Today as every day I go to Google Trends and find out what is searched for most at a particular point in time, today was a heavily themed Irish Day including searches for Irish Soda Bread, Irish History and also Corned Beef recipes. The last of the trends which appeared on Google made me salivate a little, a favourite food of the Irish and is served with onions, carrots, potato and cabbage. The history of corned beef started by Irish-Americans. Corned is a term used to describe the rock salt or corns of salt which were added to the broth when cooking the beef. The salted meat could then be kept for days without refrigeration when people would travel long distances by horse.

The memory of Corned Beef for me is one which I relate to my deceased Grandmother or Nanna as I called her throughout my childhood. She was a master in the kitchen with meals and delightful deserts always simmering or fresh from the oven ready to be served whenever we visited. I remember helping her in the kitchen and watching as skilful hands knew a recipe without looking it up could make perfect biscuits with the right amount of ingredients. She was a particularly good cook and St Patrick's Day remind me of her cooking Corned Beef. I assume she knew how to cook well since much of her family were stockmen and who similarly travelled by horse for long distances with no refrigeration.

The smell of corned beef would permeate my nose before I even walked through the door, the tinge of cloves and the combination of cabbage, carrot and potato in a large metal pot boiling on the stove. The meat would look to be an off brown colour simmering in a brownish broth and would look particularly unappealing to the untrained eyes of a corned beef amateur. However to the trained eye it was a most amazing sight for below that brown, bubbling broth was a large piece of meat which when sliced revealed a ruby red, flaking meat flavoured with hours of patience, cloves and an age old family tradition. In a smaller pot beside the stove was a white thick mixture, which had an intoxicating rich smell and would only go on the heat in the final hour before the meal was served, this white sauce was the sauce of choice which would run in large drips across a piping hot plate of traditional Irish American fare.

Sitting on my Nanna's small patio with the hose running; cooling the pavement and it washing over our feet we would eat plates of the delicious fare while the heat radiated off the roof. This memory seems like so long ago, I sometimes think I see her or I feel her near by, sometimes I watch elderly ladies together at cafes eating toasted sandwiches and drinking tea and wish I could sit and join them and hear their wonderful stories and admire there wit and timeless humour. I yearn to have her back to say one goodbye, but I see her in my dreams and I know she is somewhere close by watching and guiding with a gentle hand.

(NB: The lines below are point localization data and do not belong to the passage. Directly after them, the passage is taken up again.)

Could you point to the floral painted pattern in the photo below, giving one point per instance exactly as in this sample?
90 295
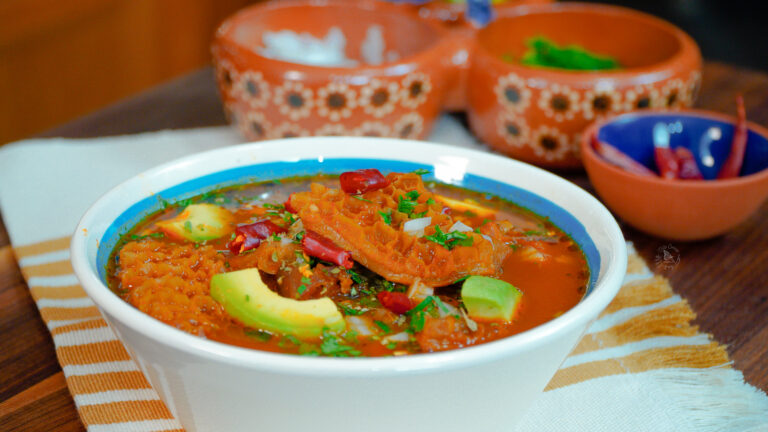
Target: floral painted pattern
512 93
335 101
332 129
513 129
559 102
674 94
293 100
415 88
252 88
372 129
408 126
255 127
378 98
289 130
549 143
640 97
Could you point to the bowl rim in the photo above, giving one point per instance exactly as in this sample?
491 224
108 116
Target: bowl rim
589 153
586 310
443 40
687 43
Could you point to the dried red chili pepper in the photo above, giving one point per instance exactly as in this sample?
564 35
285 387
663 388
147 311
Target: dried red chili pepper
362 181
320 247
689 170
249 236
398 303
732 166
616 157
666 162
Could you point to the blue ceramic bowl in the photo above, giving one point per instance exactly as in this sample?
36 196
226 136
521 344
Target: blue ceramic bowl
707 137
678 209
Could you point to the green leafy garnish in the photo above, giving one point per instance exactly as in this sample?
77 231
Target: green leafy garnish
387 216
542 52
259 335
348 310
383 326
152 235
451 239
334 347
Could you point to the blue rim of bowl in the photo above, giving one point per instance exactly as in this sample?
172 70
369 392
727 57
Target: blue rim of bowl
307 167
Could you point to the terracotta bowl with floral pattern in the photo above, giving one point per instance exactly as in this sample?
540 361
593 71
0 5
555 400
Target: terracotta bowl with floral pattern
537 114
267 98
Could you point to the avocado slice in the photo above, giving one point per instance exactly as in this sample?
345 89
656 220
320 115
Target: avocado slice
245 297
198 223
490 299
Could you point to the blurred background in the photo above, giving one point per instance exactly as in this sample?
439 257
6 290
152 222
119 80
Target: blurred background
60 60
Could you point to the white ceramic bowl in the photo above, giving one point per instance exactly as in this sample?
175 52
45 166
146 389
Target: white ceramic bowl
211 386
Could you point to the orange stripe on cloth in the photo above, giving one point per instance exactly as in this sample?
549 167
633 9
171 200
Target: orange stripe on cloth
640 293
56 268
84 325
672 320
682 356
95 383
57 293
42 247
118 412
92 353
57 313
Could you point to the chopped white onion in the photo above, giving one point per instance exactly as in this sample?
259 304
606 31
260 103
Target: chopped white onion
416 226
460 227
361 325
418 291
397 337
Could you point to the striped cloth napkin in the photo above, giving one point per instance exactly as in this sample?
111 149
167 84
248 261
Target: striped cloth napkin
641 366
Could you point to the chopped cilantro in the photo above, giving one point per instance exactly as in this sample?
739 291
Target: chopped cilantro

When I cook my next meal of corned beef I will remember her and the time I spent beside her in the kitchen watching the pot bubble and the smell of cloves and the hand stirring the end of the white sauce, ready to serve it in a thick layer over a hot lunch. I know today there will be Irish folk spewing Guinness on footpaths and yelling Irish limericks at each other but today brought a different memory for me, a chain of memories held together by white sauce and Corned Beef.